Les premiers mois de prison de Wilde furent les plus durs : le gouverneur de la prison de Reading Henry Isaacson, un homme dont Wilde dit qu'il a « l'âme d'un rat », applique à la lettre le règlement… qui interdit de lire. C'est durant la période où il dirige la prison que Wilde craint de perdre la raison dans « l'effrayant système d'isolement cellulaire », dépossédé de papier, d'encre et de livres qu'il disait « si vital pour la préservation de l'équilibre mental. »

 

Et d'ajouter dans une lettre que « toutes les privations de la vie moderne en prison sont atroces... mais elles ne sont rien comparé à privation totale de littérature pour ceux dont elle était auparavant primordiale - une façon de s'accomplir par laquelle l'intellect se sentirait vivant. » Voilà qui semble tout droit sorti de la bouche de quelques militants anglais actuels pour le droit des prisonniers à recevoir des livres...

 

Car pour Wilde, le salut vint avec le nouveau gouverneur, James Nelson qui remplace Henry Isaacson qui lui donna rapidement accès aux livres et a du matériel d'écriture. On raconte que celui-ci se serait présenté en ces mots à l'écrivain : « le Ministère de l'Intérieur vous autorise à avoir des livres. Peut-être voudriez-vous lire celui-ci. Je viens moi-même tout juste de le lire. » Nelson n'hésita pas à faire quelques entorses à la loi en faveur de l'écrivain, l'autorisant notamment à conserver ses manuscrits le soir afin garder le fil de son travail. 

 

En retour, l'auteur a décrit le gouverneur de la prison comme « l'homme le plus proche du Christ que j'ai jamais rencontré », et lui a donc offert ce fameux exemplaire n°13 d'une édition limitée à seulement 100 ouvrages, dans lequel il lui rend hommage : « Au gouverneur Nelson : de la part de l'auteur.
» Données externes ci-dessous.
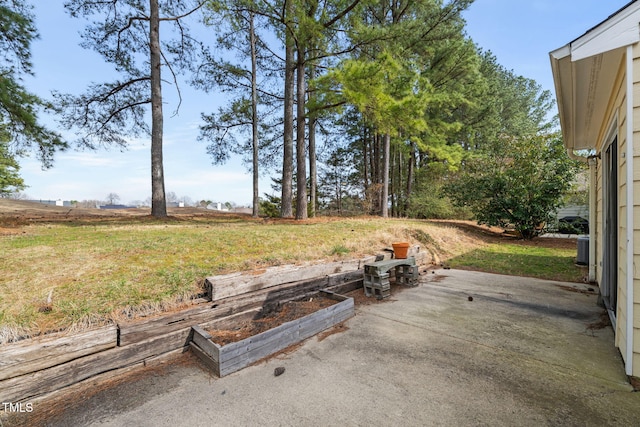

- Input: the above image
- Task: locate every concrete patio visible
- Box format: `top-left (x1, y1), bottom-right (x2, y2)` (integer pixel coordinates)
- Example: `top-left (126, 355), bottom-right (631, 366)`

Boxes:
top-left (5, 270), bottom-right (640, 426)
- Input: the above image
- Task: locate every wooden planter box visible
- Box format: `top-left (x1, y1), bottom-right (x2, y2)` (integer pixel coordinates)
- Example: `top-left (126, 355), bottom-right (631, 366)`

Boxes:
top-left (190, 291), bottom-right (355, 377)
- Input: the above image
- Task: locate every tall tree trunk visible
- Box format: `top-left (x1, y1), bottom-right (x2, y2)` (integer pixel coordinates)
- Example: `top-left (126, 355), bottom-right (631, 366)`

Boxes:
top-left (309, 65), bottom-right (318, 217)
top-left (362, 126), bottom-right (369, 192)
top-left (371, 132), bottom-right (382, 214)
top-left (296, 51), bottom-right (308, 219)
top-left (280, 8), bottom-right (295, 218)
top-left (381, 133), bottom-right (391, 218)
top-left (249, 11), bottom-right (260, 217)
top-left (149, 0), bottom-right (167, 218)
top-left (404, 141), bottom-right (416, 214)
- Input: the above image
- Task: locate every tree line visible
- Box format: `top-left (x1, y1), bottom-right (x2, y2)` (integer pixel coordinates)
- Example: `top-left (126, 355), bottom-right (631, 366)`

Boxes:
top-left (0, 0), bottom-right (575, 237)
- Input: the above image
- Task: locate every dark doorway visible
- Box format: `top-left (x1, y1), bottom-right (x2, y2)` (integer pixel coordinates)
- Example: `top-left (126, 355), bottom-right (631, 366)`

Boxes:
top-left (602, 137), bottom-right (620, 322)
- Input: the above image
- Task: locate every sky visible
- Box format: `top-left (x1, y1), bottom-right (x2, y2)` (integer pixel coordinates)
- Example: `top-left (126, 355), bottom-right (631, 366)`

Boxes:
top-left (20, 0), bottom-right (628, 206)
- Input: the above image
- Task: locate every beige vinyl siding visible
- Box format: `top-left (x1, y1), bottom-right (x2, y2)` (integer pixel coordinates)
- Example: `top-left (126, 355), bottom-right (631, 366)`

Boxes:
top-left (625, 44), bottom-right (640, 376)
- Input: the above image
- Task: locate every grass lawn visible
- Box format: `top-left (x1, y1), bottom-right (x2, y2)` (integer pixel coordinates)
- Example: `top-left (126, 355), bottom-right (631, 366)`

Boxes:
top-left (448, 243), bottom-right (586, 282)
top-left (0, 206), bottom-right (581, 343)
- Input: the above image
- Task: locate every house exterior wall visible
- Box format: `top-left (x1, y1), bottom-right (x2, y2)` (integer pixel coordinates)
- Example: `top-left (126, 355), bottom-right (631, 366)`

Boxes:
top-left (630, 44), bottom-right (640, 377)
top-left (591, 45), bottom-right (640, 377)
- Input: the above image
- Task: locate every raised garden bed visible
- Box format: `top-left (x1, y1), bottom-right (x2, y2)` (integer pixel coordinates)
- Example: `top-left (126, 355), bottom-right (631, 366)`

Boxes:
top-left (190, 291), bottom-right (355, 377)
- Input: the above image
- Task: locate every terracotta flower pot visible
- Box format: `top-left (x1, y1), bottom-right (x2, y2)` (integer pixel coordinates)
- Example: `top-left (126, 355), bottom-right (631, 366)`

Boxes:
top-left (391, 242), bottom-right (409, 259)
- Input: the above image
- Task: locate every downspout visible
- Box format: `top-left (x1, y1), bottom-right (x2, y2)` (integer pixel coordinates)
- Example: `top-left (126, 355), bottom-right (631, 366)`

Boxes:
top-left (567, 148), bottom-right (597, 283)
top-left (625, 45), bottom-right (635, 375)
top-left (587, 157), bottom-right (598, 283)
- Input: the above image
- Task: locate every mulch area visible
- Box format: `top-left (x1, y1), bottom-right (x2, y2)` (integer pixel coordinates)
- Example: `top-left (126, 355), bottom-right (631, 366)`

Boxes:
top-left (207, 295), bottom-right (338, 345)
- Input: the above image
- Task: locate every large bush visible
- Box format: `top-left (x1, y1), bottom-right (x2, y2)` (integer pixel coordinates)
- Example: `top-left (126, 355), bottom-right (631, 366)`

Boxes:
top-left (446, 134), bottom-right (580, 239)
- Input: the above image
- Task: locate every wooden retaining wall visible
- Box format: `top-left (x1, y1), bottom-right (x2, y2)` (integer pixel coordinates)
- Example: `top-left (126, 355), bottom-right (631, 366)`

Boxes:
top-left (0, 252), bottom-right (426, 403)
top-left (190, 291), bottom-right (355, 377)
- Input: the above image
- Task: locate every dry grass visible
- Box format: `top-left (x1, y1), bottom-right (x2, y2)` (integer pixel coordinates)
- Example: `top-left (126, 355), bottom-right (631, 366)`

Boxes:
top-left (0, 206), bottom-right (484, 343)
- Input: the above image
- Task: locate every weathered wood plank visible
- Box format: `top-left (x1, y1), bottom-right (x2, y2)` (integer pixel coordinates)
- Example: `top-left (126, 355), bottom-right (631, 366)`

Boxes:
top-left (0, 327), bottom-right (191, 402)
top-left (205, 257), bottom-right (371, 301)
top-left (118, 302), bottom-right (234, 347)
top-left (189, 342), bottom-right (221, 376)
top-left (118, 276), bottom-right (327, 347)
top-left (212, 295), bottom-right (354, 376)
top-left (192, 325), bottom-right (220, 363)
top-left (0, 325), bottom-right (118, 380)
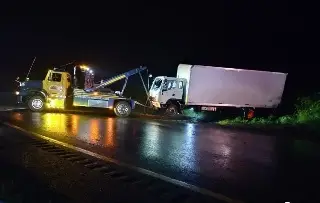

Faible marque de ma reconnaissance pour une noble et immense bonté. Février, 99 ». 

 

« La dédicace est un rappel poignant de la grande souffrance de Wilde en prison, ainsi que l'énorme changement qu'ont constitué les actes du gouverneur Nelson pour son moral et sa santé » a déclaré le chef du département livre de Bonhams, Mattew Haley. « Sans lui, il n'y aurait pas eu De Profundis» La longue lettre a effectivement été composée lors de son incarcération.

 

À l'heure où le Ministère de la Justice et son secrétaire d'État, Chris Grayling entendent bien maintenir leur interdiction d'envoyer des livres aux prisonniers cette vente rappelle, par la voix d'un auteur devenu classique l'importance de la lecture pour les détenus.Et nul doute que Wilde se serait rangé du côté de la Howard League for Penal Reform qui milite pour un amendement.